Dario Argento, Roma da doğmuş olan,film yapımcısı ve yönetmen Salvatore Argento, fotoğrafçı Elda Luxardo’nun oğludur. Aslında zaten sanatçı bir ailenin içinde doğmuştur. Küçük yaştan beri filmlere aşıktır ve izlemediği gün yoktur diyebiliriz. Lise yıllarında sinema yazarlığına merak salmış. O dönemler korku türüne karşı bir ilgisi başlamış. Koleje gitmek istemeyen ve daha üst düzey eğitim almayı tercih etmeyen Argento,kendini tamamen sinema yazarlığına adamaya karar vermiş. Bu karar sonucu kendini yazarlık konusunda epeyce geliştirmiştir. Kendini erken yaşta geliştirmesi sektöre girmesinde ona daha çok kolaylık sağlamış ve genç yaşta bilindik oyuncularla tanışma fırsatı olmuş.Bir dönem senaristlik yapmaya başlayan Argento, hayatının geri kalan kısmında da bu yeteneğini kullanmaya hali hazırda devam ediyor. İlk başlarda küçük çaplı projelerde yer alan daha sonra ise büyük projelerde de yer almaya başlayan yönetmen,kızı olan Asia Argento’yu da sinema dünyasına tanıtmıştır.

Dario Argento

Dario Argento Sinemasına Bakış

Giallo türünün ustalarından ve bu türe oldukça kalite katan bir yönetmendir Dario Angerto. Türün tüm özelliklerini kullanır,kendi spesifik dünyasını da harmanlayarak ortaya muhteşem bir iş çıkarır. Örneğin; filmlerinde kullandığı kara eldivenli eller (bu kendi elidir), ustura veya tel, cinayet çözmeye çalışan en az bir kişi, rahatsız edici sahneler ve ölümlerin şekilleri Argento’nun tamamen kendine has bir şekilde uyarlamasıdır. Çektiği her sahne izleyiciye yeni bir deneyim yaşatır adeta. Başta yazarlığa karşı ilgisi var demiştik, senaryo konusunda çok fazla önemli bir yere de sahiptir. Argento tamamen kendi filmlerine geçmeden ve kendi senaryolarını da yazmaya başlamadan evvel özellikle western külliyatında senarist olarak önemli katkılarda bulunmuş bir isimdir.

Dario Argento

Bazı erotik filmlerin senaryolarında da imzası olan Argento, Un Esercito di 5 Uomini, Une Corde…Un Colt…, Commandos, Oggi a Me… Domani a Te… gibi filmlerde senarist olarak katkı vermiştir ve bunlar oldukça önemli yapımlardır. Yönetmenliğe dönecek olursak kendi türünde en etkilendiği ve ilham aldığı en önemli isim Mario Bava’dır. Etkilenmesine rağmen onu asla taklit etmemiştir. Dario Argento,Mario Bava hakkında bir röportajında şöyle demiştir:

“Mario teknik bir dehaydı. Lens kullanımında, kamera hareketlerinde vs. başkalarının yapamadığı birçok film hilesini icat etmiş gerçek bir ustaydı. Babası sessiz film döneminde görüntü yönetmeniydi ve Mario’ya pek çok numara öğretti. Bu hileler ve özel efektler (su ve ateş efektleri vs) bir aile geleneğiydi.”

Dario Argento

Sonrasında etkilendiği kişiyle çalışma fırsatını bulmuştur Argento.

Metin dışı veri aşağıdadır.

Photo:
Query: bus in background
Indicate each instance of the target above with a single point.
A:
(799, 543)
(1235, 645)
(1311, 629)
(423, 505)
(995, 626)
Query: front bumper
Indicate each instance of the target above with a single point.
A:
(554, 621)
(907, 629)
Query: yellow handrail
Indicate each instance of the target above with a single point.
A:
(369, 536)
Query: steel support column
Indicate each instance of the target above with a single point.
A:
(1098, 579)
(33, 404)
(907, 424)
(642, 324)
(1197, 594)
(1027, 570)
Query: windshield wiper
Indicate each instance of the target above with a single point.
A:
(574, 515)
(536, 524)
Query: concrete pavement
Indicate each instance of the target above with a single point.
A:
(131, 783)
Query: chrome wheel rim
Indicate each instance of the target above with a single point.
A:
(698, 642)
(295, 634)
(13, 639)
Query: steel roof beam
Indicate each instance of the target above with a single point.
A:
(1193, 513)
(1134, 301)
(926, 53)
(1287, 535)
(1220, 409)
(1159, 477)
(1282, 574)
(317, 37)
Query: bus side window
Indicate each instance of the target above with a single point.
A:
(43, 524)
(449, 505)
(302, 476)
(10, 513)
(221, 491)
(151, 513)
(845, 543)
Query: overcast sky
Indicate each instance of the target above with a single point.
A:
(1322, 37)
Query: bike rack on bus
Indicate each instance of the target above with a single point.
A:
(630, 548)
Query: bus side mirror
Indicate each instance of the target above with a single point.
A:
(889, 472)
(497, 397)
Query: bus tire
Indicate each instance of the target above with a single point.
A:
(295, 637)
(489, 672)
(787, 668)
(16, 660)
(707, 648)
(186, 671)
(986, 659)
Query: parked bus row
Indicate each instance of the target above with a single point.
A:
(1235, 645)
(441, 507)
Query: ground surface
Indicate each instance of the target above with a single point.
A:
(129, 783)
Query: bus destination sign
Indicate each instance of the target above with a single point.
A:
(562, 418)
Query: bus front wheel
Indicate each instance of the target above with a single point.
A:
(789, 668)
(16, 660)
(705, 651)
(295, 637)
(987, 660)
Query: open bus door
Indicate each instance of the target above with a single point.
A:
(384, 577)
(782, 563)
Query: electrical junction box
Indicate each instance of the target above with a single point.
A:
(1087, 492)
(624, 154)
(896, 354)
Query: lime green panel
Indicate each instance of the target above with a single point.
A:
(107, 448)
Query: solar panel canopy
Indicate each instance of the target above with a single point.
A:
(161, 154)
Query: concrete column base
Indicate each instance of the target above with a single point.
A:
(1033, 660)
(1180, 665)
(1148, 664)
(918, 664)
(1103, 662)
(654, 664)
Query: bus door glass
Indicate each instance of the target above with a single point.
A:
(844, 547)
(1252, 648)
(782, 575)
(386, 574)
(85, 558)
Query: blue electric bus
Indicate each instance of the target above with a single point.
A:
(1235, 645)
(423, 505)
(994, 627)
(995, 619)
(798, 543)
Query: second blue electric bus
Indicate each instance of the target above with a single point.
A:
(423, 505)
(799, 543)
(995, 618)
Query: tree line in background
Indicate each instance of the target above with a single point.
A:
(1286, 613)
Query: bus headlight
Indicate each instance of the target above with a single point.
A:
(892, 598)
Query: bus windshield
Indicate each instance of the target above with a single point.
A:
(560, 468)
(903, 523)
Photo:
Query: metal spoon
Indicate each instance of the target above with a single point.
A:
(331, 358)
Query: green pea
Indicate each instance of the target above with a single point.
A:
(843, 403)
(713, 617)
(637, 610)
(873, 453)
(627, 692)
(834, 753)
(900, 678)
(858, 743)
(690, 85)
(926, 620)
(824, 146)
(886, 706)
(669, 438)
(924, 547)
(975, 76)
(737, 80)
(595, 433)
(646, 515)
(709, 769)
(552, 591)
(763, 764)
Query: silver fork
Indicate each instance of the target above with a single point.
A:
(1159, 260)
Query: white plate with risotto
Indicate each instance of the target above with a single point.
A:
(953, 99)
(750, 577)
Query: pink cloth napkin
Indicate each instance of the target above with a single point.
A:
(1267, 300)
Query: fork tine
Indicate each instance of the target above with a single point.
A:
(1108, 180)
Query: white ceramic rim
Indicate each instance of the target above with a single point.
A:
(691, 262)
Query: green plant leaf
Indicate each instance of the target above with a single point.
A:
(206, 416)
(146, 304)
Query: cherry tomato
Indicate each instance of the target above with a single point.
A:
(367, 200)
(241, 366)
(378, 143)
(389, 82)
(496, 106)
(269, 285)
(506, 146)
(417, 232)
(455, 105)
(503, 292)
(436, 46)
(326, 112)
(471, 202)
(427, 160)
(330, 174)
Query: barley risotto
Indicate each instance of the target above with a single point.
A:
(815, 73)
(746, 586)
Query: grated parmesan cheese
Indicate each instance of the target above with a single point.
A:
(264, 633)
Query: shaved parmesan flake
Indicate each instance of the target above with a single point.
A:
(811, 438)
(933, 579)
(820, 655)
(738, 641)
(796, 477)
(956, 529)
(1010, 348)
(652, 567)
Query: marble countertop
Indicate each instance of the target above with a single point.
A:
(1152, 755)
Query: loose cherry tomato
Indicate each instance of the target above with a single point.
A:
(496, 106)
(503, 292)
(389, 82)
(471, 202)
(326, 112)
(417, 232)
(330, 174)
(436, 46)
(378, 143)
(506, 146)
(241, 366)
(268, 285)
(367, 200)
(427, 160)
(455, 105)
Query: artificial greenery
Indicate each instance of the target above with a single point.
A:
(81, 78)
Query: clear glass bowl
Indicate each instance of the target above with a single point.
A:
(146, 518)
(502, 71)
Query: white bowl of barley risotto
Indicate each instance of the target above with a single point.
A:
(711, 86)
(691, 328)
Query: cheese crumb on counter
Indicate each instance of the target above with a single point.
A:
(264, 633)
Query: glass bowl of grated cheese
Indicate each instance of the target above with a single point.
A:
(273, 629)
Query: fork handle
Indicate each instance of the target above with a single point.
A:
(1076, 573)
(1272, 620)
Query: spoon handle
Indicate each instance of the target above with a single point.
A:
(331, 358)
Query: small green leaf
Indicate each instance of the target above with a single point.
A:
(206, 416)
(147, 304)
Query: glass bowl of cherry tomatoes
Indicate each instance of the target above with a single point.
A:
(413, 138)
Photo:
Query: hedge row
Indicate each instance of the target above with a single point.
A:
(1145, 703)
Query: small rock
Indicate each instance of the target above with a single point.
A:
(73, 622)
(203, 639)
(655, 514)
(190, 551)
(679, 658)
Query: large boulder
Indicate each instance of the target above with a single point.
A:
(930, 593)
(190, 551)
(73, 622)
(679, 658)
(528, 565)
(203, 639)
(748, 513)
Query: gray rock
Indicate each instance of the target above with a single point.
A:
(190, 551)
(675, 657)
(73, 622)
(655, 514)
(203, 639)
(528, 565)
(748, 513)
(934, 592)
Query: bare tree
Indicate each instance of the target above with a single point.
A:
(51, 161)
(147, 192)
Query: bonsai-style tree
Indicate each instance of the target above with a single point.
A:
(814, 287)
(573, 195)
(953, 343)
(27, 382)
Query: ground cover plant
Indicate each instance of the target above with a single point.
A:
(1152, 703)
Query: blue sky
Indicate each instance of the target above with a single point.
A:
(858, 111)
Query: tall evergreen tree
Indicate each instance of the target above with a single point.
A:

Dario sineması korku türünün en estetik halidir diyebiliriz. Kusursuz ve mükemmelliyetçi sahneleri vardır. Kadrajlar, renkler ve özellikle dekorlar özenle seçildiğini çok belli eder. Bu yüzden biçimsel anlamda onun sinemasıyla yarışabilen çok korku yönetmeni yoktur. Bu anlamda Hitchcock’un bile üstündedir. Argento filmlerinin kurgusu ve geçişleri izleyiciyi filmin içindeymiş gibi düşündürür. Bu yüzden inandırıcılıkla birlikte korkuyu iliklerimize kadar hissederiz. Filmlerinde mutlaka farklı açılardan yararlanır. Kısacası hem korku duygusunu yaşarken hem de estetik bir ziyafet çekeriz film bitene kadar. Ünlü sinema yazarı James Gracey, Argento sinemasını şu şekilde tanımlar:

“40 yılı aşkın bir süredir, Dario Argento’nun nefes kesici biçimde şiddetli ve asortik filmleri dünya etrafındaki izleyicileri şoke ediyor ve dehşete düşürüyor. Bir Argento filmi izlemek tamamen içsel bir tecrübenin keyfine varmaktır. Özenle hazırlanmış set bölümleri ve baş döndürücü sinema sanatçılığı kan ve gücün kakofonisinde çarpışır. Kamera, durmaksızın avının peşinde dolaşan bir silah gibi kullanılır. Şaşılası görüş açısı çekimleri izleyiciyi ölüm ve kargaşanın her şatafatlı tasvirinde içine alırken hem kovalanan hem kovalayan kılar.”

James Gracey

Kimi zaman İtalyan Hitchcock olarak adlandırılsa da az önce de söylediğim gibi aralarında mutlak vaziyette farklılıklar vardır. Hitchcock sabit doğrusallık, odaklanmış akış, anlatı ve mantıkla özdeşleşirken, Dario Argento’nun filminde bunlar atmosfer, teknik yetenek ve provokatif betimlemelerle yer değiştirir.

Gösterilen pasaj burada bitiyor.